"Frodoh" <(E-Mail Removed)> wrote in message
news:tNygc.52322$_(E-Mail Removed)...
" For all of the reviews and benchmarking that's done, clearly nobody is
addressing the CPU scaling issue enough. I don't care how the next gen of
video cards is going to run on a 4 GHZ system! How will it run on 1, 1.4,
1.53, 1.8, 2.0 GHZ .. etc ... ??? "
Many are familiar with the following article:
http://www.tomshardware.com/graphic/20031229/index.html . If they were to
also span a number of CPUs, then it would be so much more work for them.
Would you also suggest they span a number of memory combinations and
motherboards? A review of 30 graphics card, 30 CPUs, 30 memory combinations
and 30 motherboards would turn into 30x30x30x30=810,000 system combinations.
Then times that by each test and you're looking at millions, which is
decades of work for one review.
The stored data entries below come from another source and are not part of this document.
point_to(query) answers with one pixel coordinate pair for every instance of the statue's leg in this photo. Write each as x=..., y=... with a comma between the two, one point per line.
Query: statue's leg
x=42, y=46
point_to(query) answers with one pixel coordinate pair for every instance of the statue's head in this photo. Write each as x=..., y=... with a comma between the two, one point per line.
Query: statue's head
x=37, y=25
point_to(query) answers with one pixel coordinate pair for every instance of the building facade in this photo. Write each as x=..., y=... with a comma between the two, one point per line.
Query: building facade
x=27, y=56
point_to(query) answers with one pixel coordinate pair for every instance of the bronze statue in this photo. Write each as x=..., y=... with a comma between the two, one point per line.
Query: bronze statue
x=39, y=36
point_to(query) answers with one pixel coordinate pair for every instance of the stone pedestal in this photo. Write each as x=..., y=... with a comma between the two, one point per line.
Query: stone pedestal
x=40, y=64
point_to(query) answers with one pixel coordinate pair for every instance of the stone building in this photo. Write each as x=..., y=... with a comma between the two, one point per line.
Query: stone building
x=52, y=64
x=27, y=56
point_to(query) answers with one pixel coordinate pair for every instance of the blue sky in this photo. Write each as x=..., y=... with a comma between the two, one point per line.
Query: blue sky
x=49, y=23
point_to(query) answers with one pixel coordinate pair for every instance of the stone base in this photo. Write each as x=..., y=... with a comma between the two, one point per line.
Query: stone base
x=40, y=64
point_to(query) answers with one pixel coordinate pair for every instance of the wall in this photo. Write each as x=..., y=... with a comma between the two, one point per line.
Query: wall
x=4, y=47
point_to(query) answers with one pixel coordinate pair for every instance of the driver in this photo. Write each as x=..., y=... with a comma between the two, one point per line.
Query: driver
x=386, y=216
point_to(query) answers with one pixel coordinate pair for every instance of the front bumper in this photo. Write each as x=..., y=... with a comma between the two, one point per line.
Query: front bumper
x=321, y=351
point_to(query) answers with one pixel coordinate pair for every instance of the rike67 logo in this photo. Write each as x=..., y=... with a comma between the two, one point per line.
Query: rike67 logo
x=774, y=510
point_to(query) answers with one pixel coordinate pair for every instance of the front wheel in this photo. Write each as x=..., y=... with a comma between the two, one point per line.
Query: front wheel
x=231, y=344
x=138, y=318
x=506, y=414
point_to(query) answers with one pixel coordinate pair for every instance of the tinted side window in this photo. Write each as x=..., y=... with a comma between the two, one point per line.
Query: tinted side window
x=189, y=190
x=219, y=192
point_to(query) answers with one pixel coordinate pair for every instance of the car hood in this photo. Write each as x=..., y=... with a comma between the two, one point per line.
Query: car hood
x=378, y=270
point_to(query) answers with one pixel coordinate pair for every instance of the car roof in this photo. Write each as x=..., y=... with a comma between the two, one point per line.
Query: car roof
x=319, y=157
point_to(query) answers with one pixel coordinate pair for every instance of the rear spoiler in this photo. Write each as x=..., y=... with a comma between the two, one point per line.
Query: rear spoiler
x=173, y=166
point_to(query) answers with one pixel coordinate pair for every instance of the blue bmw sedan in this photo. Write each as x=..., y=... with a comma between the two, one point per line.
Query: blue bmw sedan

In order to properly test graphics cards in
a short space of time they have to limit the query of other hardware factors
being a bottleneck, which is why they use fast systems.
As for the Far Cry / Doom3 / HL2 issue, you have three choices: 1) Leave
your system as it is, 2) Upgrade your system, 3) Buy / build a new system.
Given that you have a 266FSB Athlon XP 1800+ (according to your stated
1.53Ghz), then your motherboard should take a 2400+ (or a 266FSB 2600+).
Upgrading to 2x 512MB PC2100 would also help, and then you can decide what
you want to do about a graphics card. Given that Nvidia have made *the
biggest generation-to-generation performance leap that we have ever seen
with a new GPU*, then it won't be long after the 6800 release that the
current high-end cards drop dramatically in price. If game developers want
to sell games, then they can't just make them playable on the highest-spec
systems.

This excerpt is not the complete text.